Probably yes. The thing that is happening is that all block group items
are read from the extent tree. And, instead of being nicely grouped
together, they are scattered all over the place, at their virtual
address, in between all normal extent items.

So, mount time depends on cold random read iops your storage can do, and
the size of the extent tree and amount of block groups. And, your extent
tree has more items in it if you have more extents. So, yes, writing a
lot of 4kiB files should have a similar effect I think as a lot of
128MiB files that are still stored in 1 extent per file.

>  I can redo the test with much 
>> more realistic data if people have legitimate reason to think it will 
>> drastically change the result.
> 
> We are hosting some large BTRFS filesystems on Ceph (RBD used by
> QEMU/KVM).
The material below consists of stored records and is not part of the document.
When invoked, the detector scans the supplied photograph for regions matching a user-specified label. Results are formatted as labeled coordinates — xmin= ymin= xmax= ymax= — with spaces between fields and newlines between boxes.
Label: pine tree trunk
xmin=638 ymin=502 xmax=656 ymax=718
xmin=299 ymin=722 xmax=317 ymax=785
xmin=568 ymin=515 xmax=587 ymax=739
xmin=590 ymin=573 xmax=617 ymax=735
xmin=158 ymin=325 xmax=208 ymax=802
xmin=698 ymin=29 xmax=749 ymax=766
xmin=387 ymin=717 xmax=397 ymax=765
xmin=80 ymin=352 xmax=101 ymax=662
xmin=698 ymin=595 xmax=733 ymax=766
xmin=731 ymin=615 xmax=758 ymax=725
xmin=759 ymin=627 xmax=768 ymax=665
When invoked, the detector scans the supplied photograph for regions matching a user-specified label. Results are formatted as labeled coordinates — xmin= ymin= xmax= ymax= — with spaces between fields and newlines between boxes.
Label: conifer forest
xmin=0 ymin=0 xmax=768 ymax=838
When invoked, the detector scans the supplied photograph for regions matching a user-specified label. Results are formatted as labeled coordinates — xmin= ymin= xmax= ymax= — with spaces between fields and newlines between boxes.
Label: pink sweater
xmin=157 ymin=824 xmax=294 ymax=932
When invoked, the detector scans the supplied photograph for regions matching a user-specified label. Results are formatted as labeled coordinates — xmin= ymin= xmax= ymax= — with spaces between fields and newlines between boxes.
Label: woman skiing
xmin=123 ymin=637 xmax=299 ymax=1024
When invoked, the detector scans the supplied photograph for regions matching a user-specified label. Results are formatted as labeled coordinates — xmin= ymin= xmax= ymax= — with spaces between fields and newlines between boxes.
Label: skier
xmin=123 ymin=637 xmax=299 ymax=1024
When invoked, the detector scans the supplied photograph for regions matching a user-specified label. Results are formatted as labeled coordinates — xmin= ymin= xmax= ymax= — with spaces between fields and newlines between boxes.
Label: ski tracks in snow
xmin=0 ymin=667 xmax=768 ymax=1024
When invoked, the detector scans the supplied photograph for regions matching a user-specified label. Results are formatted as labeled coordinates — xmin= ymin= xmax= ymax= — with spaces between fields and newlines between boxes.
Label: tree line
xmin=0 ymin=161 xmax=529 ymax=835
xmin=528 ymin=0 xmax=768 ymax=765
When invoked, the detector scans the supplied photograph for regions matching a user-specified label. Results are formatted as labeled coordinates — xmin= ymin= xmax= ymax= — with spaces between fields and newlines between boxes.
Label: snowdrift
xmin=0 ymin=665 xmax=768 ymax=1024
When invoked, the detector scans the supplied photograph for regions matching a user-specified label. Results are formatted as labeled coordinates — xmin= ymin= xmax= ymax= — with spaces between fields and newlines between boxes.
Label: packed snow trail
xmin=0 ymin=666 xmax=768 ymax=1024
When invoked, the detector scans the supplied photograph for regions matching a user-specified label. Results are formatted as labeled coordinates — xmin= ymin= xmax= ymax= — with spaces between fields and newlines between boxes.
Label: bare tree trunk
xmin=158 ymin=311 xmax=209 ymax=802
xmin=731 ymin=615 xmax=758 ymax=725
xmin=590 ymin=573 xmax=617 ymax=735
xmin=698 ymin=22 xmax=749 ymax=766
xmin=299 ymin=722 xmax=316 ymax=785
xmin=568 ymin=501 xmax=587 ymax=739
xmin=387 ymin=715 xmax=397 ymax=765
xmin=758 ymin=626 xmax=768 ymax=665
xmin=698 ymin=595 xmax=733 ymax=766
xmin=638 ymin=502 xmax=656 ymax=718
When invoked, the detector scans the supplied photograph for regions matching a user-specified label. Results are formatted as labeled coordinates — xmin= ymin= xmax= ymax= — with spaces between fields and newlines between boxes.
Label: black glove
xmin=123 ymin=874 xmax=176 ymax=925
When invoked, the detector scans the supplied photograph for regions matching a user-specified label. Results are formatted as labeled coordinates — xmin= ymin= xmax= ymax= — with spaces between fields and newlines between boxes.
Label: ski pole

I believe the delay is heavily linked to the number of files
> (I didn't check if snapshots matter and I suspect it does but not as
> much as the number of "original" files at least if you don't heavily
> modify existing files but mostly create new ones as we do).
> As an example, we have a filesystem with 20TB used space with 4
> subvolumes hosting multi millions files/directories (probably 10-20
> millions total I didn't check the exact number recently as simply
> counting files is a very long process) and 40 snapshots for each volume.
> Mount takes about 15 minutes.
> We have virtual machines that we don't reboot as often as we would like
> because of these slow mount times.
> 
> If you want to study this, you could :
> - graph the delay for various individual file sizes (instead of 25x10GB,
> create 2 500 x 100MB and 250 000 x 1MB files between each run and
> compare to the original result)
> - graph the delay vs the number of snapshots (probably starting with a
> large number of files in the initial subvolume to start with a non
> trivial mount delay)
> You may want to study the impact of the differences between snapshots by
> comparing snapshoting without modifications and snapshots made at
> various stages of your suvolume growth.
> 
> Note : recently I tried upgrading from 4.9 to 4.14 kernels, various
> tuning of the io queue (switching between classic io-schedulers and
> blk-mq ones in the virtual machines) and BTRFS mount options
> (space_cache=v2,ssd_spread) but there wasn't any measurable improvement
> in mount time (I managed to reduce the mount of IO requests by half on
> one server in production though although more tests are needed to
> isolate the cause).
> I didn't expect much for the mount times, it seems to me that mount is
> mostly constrained by the BTRFS on disk structures needed at mount time
> and how the filesystem reads them (for example it doesn't benefit at all
> from large IO queue depths which probably means that each read depends
> on previous ones which prevents io-schedulers from optimizing anything).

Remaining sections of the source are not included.